Within the food categories, the largest increase is observed in Grocery, Sweets and snacks

 

New potential for growing categories

Spend on food still accounts for almost 80% of Household spend and has been slightly decreasing since the early 2000s. As a result, the non-food categories have been able to grow faster; with the highest value growth observed in Pet Care, Personal Care and Home Care between 2015 and 2016.

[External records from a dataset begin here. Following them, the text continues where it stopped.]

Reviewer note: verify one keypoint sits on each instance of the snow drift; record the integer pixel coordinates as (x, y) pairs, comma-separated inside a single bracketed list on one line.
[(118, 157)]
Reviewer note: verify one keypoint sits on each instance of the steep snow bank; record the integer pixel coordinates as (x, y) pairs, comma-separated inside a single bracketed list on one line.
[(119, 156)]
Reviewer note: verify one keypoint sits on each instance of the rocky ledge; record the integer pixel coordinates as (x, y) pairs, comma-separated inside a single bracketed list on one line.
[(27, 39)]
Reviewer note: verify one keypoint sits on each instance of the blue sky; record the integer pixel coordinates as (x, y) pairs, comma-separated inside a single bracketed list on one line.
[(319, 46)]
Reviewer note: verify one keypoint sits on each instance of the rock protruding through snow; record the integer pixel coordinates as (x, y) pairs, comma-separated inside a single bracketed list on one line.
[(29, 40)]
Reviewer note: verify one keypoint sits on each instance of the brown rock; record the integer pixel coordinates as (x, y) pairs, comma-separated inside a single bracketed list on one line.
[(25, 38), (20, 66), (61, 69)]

This has led to more innovation in those categories.
Within the food categories, the largest increase is observed in Grocery, Sweets and snacks; particularly night-time snacks, and consumption increased in fresh fruits, vegetables and eggs. This is following the governmental push towards healthier lifestyle.

 

A few of the growing trends are:

  Overall, some sub-categories are more promotion-reliant such as chocolate tablets, chocolate in boxes, strong Alcohol, champagne, coffee, laundry and baby diapers. For these sub-categories, around a third of sales are being sold on promotions, making it a tougher competition.   Modern Trade share continues to grow rapidly; discounters have been the most successful among grocery channels, with +20% of value growth 2015 to 2016. E-commerce also continues increasing with +72% of value sales, particularly for Personal Care, Pharma & Pet Care. The online shopper profile is younger, upmarket & urban families.
  Decrease of canned goods consumption (-26% for canned fruits, -5% for canned vegetables) as consumers tend to make their own conservation products. This has driven a purchase of products used for conservation such as oil (+7%) and sugar (+8%).   “Datcha” mode is used to make savings as consumers are growing their own fruit & vegetables for fresh consumption and conservation purposes. Similarly, there has been an increase in home baking goods – which is a huge opportunity for products like Margarine and Additives. On the other hand, there has been a decline in consumption of bakery products (-1.7% in volume).

 

 

Global players playing the local field

 

The context of tense diplomatic relations and sanctions taken against Russia forced the ruble to depreciate, making imports more expensive on top of decreasing oil prices. Therefore, this created a mentality shift for people to substitute imported goods for domestic goods. However, big FMCG companies, such as Danone still enjoy growth at over 2%, mainly because of the glocal strategy they adopt. Indeed, over 80% of the Danone Russia portfolio is centered around developing strong local jewels, made in Russia and for the Russian market, and allows them to have strong growth with such brands while supporting its global brands.

 

Opportunities for the 2018 World Cup

 

With over one million foreign tourists expected to flood the country, facilitated by a temporary governmental lift on visa, the 2018 World Cup promises to bring a boost in sales, especially for the alcohol and liquor segment, which is not restricted to the import sanctions taken by Russia recently. Beer is particularly expected to experience an increase in sales, as Russia is a very big beer drinking country.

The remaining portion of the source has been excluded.